Correspondance de Voltaire/1773/Lettre 8913

8913. — À M. DE GAMERRA[1],
lieutenant des grenadiers dans le régiment gaisrugg,
au service de sa majesté impériale.
À Ferney, 20 auguste.

Un vieillard de quatre-vingts ans, bien malade, vous remercie de votre Cornéide : il vous doit le seul plaisir dont il soit capable, celui d’une lecture agréable. L’histoire des cornes n’est pas de son âge, il ne peut ni en donner ni en porter, n’étant point marié ; mais on doit toujours aimer les jolis vers et la gaieté jusqu’au tombeau. Il vous trouve bien discret de n’avoir fait qu’un volume sur un sujet qui en pouvait fournir plus de vingt[2]. Vous auriez pu surtout apaiser les dévots, en plaçant dans le royaume de Cornouilla les infidèles musulmans, et surtout Mahomet à leur tête. Vous savez que la belle Aïshé orna la tête du grand prophète de la plus belle paire de cornes qu’on eût jamais vue en Asie, et que Mahomet, au lieu de s’en plaindre, comme aurait fait quelque sot prince chrétien, fit descendre du ciel un chapitre de l’Alcoran pour apprendre aux vrais croyants que les favoris du Très-Haut ne peuvent jamais être cocus.

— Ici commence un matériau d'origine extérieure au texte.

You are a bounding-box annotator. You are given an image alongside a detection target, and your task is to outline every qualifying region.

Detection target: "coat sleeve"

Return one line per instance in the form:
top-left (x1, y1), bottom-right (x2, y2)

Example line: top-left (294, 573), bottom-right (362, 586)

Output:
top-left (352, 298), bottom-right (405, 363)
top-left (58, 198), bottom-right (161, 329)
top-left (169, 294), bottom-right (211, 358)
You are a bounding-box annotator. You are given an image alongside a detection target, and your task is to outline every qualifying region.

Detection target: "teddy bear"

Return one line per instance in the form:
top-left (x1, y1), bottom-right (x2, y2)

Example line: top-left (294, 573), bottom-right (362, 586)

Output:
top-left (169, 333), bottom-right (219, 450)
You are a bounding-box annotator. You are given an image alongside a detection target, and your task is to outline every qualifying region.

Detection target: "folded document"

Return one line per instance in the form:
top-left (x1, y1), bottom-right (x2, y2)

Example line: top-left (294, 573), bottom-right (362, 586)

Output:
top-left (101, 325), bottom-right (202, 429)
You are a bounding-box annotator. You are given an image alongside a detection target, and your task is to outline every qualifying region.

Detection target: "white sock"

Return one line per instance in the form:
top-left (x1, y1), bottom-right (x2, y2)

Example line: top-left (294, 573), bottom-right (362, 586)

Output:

Au reste, monsieur, votre ouvrage montre une parfaite connaissance de l’antiquité et des mœurs modernes. Je ne sais pas ce que pensent les cocus d’Italie ; mais je crois que tous ceux qui en font, depuis Rome jusqu’à Paris, vous ont une grande obligation.

J’ai l’honneur d’être avec une estime infinie, etc.

Voltaire.

  1. Gamerra, de Livourne, d’abord abbé, puis militaire, est placé par Sismondi parmi les premiers imitateurs de Shakespeare pour une comédie intitulée la Madre colpevole. Ami de Métastase, il composa un interminable poëme, la Cornéide. Le tome Ier, imprimé en 1781, est orné d’un frontispice où l’on voit Apollon, un Satyre et la Renommée, et au milieu le portrait de l’auteur en habit militaire, avec la trompette épique, la couronne et la lyre. (Felice Tribolati.)
  2. Gamerra ne mérita point le compliment de Voltaire, et porta jusqu’à sept volumes son singulier poëme ; les volumes 1 à 4 ont plus de 500 pages ; les volumes, 6 et 7 vont l’un dans l’autre au delà de 400. (F. T.)